Slow convergence simulating log-normal sample from the normal

826 Views Asked by At

I am trying to simulate a log-normal random variable $Y$ with mean $m = \mathbb{E}[Y] = 0.001$ and standard deviation $s = 0.094$ by simulating a normal sample instead, and then exponentiating it.

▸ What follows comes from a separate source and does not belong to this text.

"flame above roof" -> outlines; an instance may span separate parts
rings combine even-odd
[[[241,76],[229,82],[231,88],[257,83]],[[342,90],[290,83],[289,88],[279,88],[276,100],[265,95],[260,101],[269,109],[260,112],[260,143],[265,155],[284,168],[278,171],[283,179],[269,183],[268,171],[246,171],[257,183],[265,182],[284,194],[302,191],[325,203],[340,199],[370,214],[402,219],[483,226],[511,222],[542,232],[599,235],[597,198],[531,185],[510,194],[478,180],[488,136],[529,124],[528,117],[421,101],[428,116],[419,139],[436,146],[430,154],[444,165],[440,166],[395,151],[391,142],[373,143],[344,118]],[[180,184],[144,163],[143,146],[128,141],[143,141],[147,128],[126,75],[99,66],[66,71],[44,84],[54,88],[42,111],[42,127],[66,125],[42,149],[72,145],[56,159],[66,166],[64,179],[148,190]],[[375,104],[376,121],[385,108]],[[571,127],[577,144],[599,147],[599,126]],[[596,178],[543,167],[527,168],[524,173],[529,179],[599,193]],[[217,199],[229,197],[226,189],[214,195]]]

From definition of log-normal distribution, if we let $X = \ln Y$ then $X \sim \mathcal{N}(\mu, \sigma^2)$, where $$ \sigma^2 = \ln \left(\frac{s^2}{m^2}+1\right) \text{ and } \mu = \ln(m) - \frac{\sigma^2}{2}, $$ which in my case seems to imply $$ \mu \approx -11.4511, \sigma \approx 3.0144. $$

So I simulate a large normally distributed sample (1 mln points), which comes out with sample mean and standard deviation of approximately $-11.448$ and $3.01435$, which is very nice.

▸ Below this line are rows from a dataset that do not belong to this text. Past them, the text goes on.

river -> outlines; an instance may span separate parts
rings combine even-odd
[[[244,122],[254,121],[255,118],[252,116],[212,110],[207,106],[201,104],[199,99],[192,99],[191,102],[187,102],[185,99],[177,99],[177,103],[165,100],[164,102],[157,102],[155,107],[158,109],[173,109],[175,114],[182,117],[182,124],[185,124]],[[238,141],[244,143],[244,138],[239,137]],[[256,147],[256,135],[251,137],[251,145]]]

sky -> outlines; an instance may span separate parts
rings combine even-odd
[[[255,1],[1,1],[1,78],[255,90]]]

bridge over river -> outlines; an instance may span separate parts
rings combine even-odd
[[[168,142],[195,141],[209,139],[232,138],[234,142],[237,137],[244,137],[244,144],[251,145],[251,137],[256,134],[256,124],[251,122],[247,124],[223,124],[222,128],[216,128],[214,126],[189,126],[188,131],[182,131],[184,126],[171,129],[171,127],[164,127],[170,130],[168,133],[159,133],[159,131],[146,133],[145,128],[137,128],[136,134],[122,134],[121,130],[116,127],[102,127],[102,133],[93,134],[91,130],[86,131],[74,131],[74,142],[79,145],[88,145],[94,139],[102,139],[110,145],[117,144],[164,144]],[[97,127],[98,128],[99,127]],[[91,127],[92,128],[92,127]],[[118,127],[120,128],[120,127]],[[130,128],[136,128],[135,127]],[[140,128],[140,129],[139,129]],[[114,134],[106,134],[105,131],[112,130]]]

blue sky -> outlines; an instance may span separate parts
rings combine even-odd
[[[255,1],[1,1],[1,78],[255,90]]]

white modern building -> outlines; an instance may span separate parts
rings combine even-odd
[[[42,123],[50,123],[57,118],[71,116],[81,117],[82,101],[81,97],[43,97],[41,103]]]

Then, I exponentiate every entry in the sample, expecting to get a log-normal sample with my original parameters. The mean and standard deviation of this exponentiated sample are $0.0010199$ and $0.055741$. So the mean comes in very close, but the standard deviation is way off the mark.

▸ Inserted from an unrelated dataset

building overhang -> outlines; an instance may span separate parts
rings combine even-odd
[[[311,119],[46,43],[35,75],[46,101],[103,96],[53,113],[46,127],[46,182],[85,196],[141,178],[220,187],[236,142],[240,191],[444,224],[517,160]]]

I tried multiple experiments, and it seems the mean is matched, but the standard deviation is not. I implemented both in Excel and in Python (happy to post the code if needed) but I don't understand why I cannot match the standard deviation in the log-normal sample.

It could be it requires more points to converge, but 1 mln points seems like a very large number to at least get 2-3 digits after the decimal point correctly?

I would appreciate any ideas. Thank you very much.

2

There are 2 best solutions below

1
On BEST ANSWER

I think the particular values of $m$ and $s$ you are using give rise to unexpected computational difficulties. Perhaps it is just too much to wish for two-place accuracy retrieving $s$ with a million simulated values. Also, taking the ordinary SD of lognormal data may not be the optimal way to estimate parameter $s$ (especially when it is small). I'm not absolutely sure of any of this because I have not taken the time to track exactly where it goes wrong.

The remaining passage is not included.